Case ID: ad2d_237/html/0130-01.html
Source: Caselaw Access Project
Author: {"author": "", "license": "Public Domain", "url": "https://static.case.law/"}
Date Created: 2024-08-24T03:29:51.129683

In the Matter of Maria Quintana, Respondent, v Juan Quintana, Appellant.
    [654 NYS2d 27]
   Order, Family Court, New York County (Leah Marks, J.), entered March 20, 1996, which, after a hearing, granted petitioner’s application for an order of protection and, inter alia, directed respondent to stay away from petitioner and their marital residence, unanimously affirmed, without costs.

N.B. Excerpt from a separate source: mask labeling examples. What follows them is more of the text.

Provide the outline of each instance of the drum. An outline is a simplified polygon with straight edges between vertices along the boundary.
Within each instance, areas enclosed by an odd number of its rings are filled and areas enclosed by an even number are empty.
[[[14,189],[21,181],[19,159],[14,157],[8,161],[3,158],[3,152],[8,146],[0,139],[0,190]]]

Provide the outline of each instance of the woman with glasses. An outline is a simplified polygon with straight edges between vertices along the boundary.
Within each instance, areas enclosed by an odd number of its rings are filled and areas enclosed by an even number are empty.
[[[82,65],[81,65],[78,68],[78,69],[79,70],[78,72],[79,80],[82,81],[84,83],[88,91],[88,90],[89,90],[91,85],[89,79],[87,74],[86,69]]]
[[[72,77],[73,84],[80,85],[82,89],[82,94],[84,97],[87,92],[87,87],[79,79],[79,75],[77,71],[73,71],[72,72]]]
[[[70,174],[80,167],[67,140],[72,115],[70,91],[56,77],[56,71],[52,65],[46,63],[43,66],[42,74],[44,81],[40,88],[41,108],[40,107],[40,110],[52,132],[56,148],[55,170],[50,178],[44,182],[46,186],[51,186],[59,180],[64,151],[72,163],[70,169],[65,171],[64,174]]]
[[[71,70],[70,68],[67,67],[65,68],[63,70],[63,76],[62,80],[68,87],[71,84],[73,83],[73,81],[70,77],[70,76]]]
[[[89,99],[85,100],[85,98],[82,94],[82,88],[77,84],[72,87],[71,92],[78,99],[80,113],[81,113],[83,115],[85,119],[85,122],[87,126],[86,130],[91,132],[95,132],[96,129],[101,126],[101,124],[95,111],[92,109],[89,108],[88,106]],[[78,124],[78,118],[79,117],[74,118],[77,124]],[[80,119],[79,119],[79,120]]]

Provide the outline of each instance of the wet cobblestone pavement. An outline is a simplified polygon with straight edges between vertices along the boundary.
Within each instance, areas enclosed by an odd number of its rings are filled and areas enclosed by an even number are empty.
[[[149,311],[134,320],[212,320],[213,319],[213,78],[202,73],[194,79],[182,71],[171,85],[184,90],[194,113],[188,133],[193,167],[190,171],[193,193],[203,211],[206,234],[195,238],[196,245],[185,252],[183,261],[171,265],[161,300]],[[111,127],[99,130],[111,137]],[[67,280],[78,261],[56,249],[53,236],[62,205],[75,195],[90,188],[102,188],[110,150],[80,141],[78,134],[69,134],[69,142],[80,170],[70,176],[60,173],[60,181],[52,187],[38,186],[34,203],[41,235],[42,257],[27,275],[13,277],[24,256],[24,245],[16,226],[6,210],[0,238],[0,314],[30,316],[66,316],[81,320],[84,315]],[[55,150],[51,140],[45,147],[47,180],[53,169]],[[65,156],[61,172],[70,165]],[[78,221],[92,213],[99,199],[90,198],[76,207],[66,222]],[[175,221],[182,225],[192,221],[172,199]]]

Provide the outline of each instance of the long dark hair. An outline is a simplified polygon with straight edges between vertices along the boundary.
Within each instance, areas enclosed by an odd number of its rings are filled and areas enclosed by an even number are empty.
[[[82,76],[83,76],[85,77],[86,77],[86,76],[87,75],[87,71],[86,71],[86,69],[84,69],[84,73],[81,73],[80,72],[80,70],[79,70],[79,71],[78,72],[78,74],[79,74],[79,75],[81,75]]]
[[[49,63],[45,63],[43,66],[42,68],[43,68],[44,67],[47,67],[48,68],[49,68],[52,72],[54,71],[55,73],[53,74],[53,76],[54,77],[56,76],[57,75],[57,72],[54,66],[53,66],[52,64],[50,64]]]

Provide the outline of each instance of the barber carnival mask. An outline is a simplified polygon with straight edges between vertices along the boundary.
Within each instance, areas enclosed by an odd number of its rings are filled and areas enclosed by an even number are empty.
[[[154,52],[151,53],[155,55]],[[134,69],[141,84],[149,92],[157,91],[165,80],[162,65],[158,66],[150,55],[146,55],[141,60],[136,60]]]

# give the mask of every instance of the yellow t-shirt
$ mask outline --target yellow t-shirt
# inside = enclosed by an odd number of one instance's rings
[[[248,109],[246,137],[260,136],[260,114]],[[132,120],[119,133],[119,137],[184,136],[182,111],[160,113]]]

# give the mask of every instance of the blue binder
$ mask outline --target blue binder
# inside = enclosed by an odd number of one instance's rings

Family Court’s findings of harassment and attempted assault are supported by a preponderance of the evidence showing that respondent, among other things, hit petitioner with a thick piece of rubber, threw her against the wall, and dragged her out of bed and onto the floor. Such "oifensive and frightening” conduct justified the disposition directing respondent to stay away from the marital residence as reasonably necessary to provide meaningful protection and to eradicate the root of the family disturbance (Matter of Amy Cohen L. v Howard N. L., 222 AD2d 677; Merola v Merola, 146 AD2d 611). There is no merit to respondent’s contention that Family Court was required to hold a separate dispositional hearing where the court did receive and consider the type of evidence that would have been admitted at a dispositional hearing had the court formally chosen to bifurcate the matter (Family Ct Act § 835). Concur—Sullivan, J. P., Rosenberger, Tom and Andrias, JJ.